Die Rollen in der Software-Entwicklung

In diesem Blog-Post beleuchten wir die verschiedenen Akteure.
Diese Rollen sind Ihnen wahrscheinlich wohlbekannt, sie sollen dennoch einmal kurz umrissen werden, letztlich auch, damit die Namensgebung klar wird.

Die Rollen sind im Wesentlichen die folgenden:

1. der Product Owner / der Produktverantwortliche
Der Produktverantwortliche bestimmt die Zielrichtung, in die ein Projekt entwickelt werden soll. Diese Zielrichtung kommuniziert er in Form eines Lastenheft an die Entwicklung, damit diese für ihn das Produkt entwickelt.
2. Der Entwickler
Er setzt das Lastenheft um, um eine bestehende Software zu erweitern, oder um eine Software von Grund auf zu entwickeln.
Bis auf das Lastenheft ist er frei in der Wahl seiner Mittel.
3. Der Qualitätssicherer / Tester
Die Software-Qualitätssicherung ist dafür verantwortlich, sicherzustellen, dass das Lastenheft umgesetzt wurde. Bei einem bereits bestehenden Produkt stellt er darüber hinaus sicher, dass die alte Funktionalität immer noch gegeben ist.

Je nach Größe eines Projekts kommen noch verschiedene Rollen zum Tragen, sei es eine Dokumentationsabteilung, eine Support-Abteilung, eine Marketing-Abteilung.
Je größer das Projekt, desto notwendiger ist eine Projektsteuerung, besetzt durch einen Projekt-Manager.

Die oben explizit genannten Rollen stehen in ständigem Austausch miteinander, um gegebenenfalls Änderungen am Zielprodukt vornehmen zu können, wenn sich die Umstände ändern.

Software-Testing – Warum und Wie?

Warum Software-Testing?

Wenn vom Software-Test die Rede ist, kommen häufig Fragen auf, warum explizite Tests erforderlich seien. Man habe doch beim Entwickler gesehen, dass die Software die gestellte Aufgabe erfüllt und auch im Prototypen sieht doch alles gut aus.
Software-testing
Software-Tester bei der Arbeit

Das muss doch reichen?

Die „Zunft“ der Software-Tester und Test-Verantwortlichen sieht diese Punkte als zwingende Testteile, doch sind noch weitere Fragestellungen im Software-Test zu beachten.
Zunächst wollen wir uns darauf einigen, dass ein Test immer einen Vergleich zwischen einem Soll-Zustand und einem Ist-Zustand darstellt.
Der Soll-Zustand sind die Anforderungen, die an die Software gestellt werden, der Ist-Zustand ist das zu liefernde / gelieferte Software-Produkt.
Die Anforderungen sind zum Teil impliziter Natur („die Software soll nicht abstürzen“, „die Software soll die umgebende Hardware nicht beschädigen“, „die Software soll sicher sein“, „die Software soll intuitiv bedienbar sein“).
Diese Anforderungen werden häufig nicht formuliert oder näher spezifiziert.

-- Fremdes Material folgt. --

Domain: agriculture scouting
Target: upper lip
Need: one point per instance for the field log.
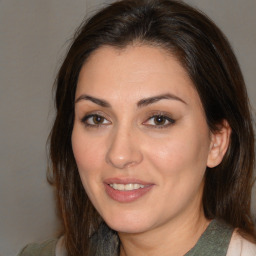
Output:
(126, 180)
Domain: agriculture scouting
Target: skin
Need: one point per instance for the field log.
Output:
(130, 143)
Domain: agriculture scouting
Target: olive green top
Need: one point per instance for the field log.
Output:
(214, 241)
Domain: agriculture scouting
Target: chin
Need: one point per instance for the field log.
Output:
(128, 224)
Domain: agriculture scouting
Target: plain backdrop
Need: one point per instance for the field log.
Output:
(34, 37)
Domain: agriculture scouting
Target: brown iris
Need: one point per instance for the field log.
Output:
(159, 120)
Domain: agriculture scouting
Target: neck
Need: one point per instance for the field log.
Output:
(174, 238)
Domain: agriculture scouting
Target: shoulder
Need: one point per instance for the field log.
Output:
(46, 248)
(239, 246)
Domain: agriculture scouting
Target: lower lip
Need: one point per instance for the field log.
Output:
(127, 196)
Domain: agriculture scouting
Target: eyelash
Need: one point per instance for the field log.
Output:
(166, 118)
(85, 119)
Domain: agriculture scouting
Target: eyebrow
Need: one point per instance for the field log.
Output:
(97, 101)
(151, 100)
(142, 103)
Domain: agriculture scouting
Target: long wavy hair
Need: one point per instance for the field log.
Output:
(206, 55)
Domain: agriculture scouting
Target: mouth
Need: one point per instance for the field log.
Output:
(126, 187)
(126, 190)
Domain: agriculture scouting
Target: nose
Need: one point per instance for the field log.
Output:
(124, 150)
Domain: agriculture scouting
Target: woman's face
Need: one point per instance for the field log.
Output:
(140, 138)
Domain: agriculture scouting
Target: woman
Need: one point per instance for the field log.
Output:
(152, 148)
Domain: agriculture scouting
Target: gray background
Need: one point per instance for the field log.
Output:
(34, 37)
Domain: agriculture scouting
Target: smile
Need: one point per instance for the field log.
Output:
(126, 187)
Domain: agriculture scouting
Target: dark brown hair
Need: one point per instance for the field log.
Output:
(206, 55)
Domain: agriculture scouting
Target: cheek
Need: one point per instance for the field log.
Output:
(88, 152)
(184, 152)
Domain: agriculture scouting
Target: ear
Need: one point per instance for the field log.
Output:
(219, 144)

Wie funktioniert Software-Testing?

In der Spezifikation, dem Lastenheft findet man jedoch die expliziten Anforderungen.
Auf Basis Ihrer Anforderungen entwickeln wir für sie den Testplan.
Dieser Testplan soll reproduzierbare Testergebnisse liefern, sowohl jetzt wie auch in 5 Jahren.
Abgrenzen muss man noch den Begriff des Testens von der Fehlersuche:
Der Test ist ein Soll-/Ist-Vergleich, dessen Detailgrad von der Tiefe des Testplans abhängig ist. Der Test kann Abweichungen („Bugs“) zu Tage führen, die der Entwickler dann untersuchen kann. Ein Test ist aber in der Regel keine detaillierte Fehlersuche oder eine Bereitstellung einer Lösung. Diese obliegt dem Entwickler, der Tester kann lediglich einen Vorschlag machen.
Dies dient der Wahrung des 4-Augen-Prinzips und der Objektivität des Testers.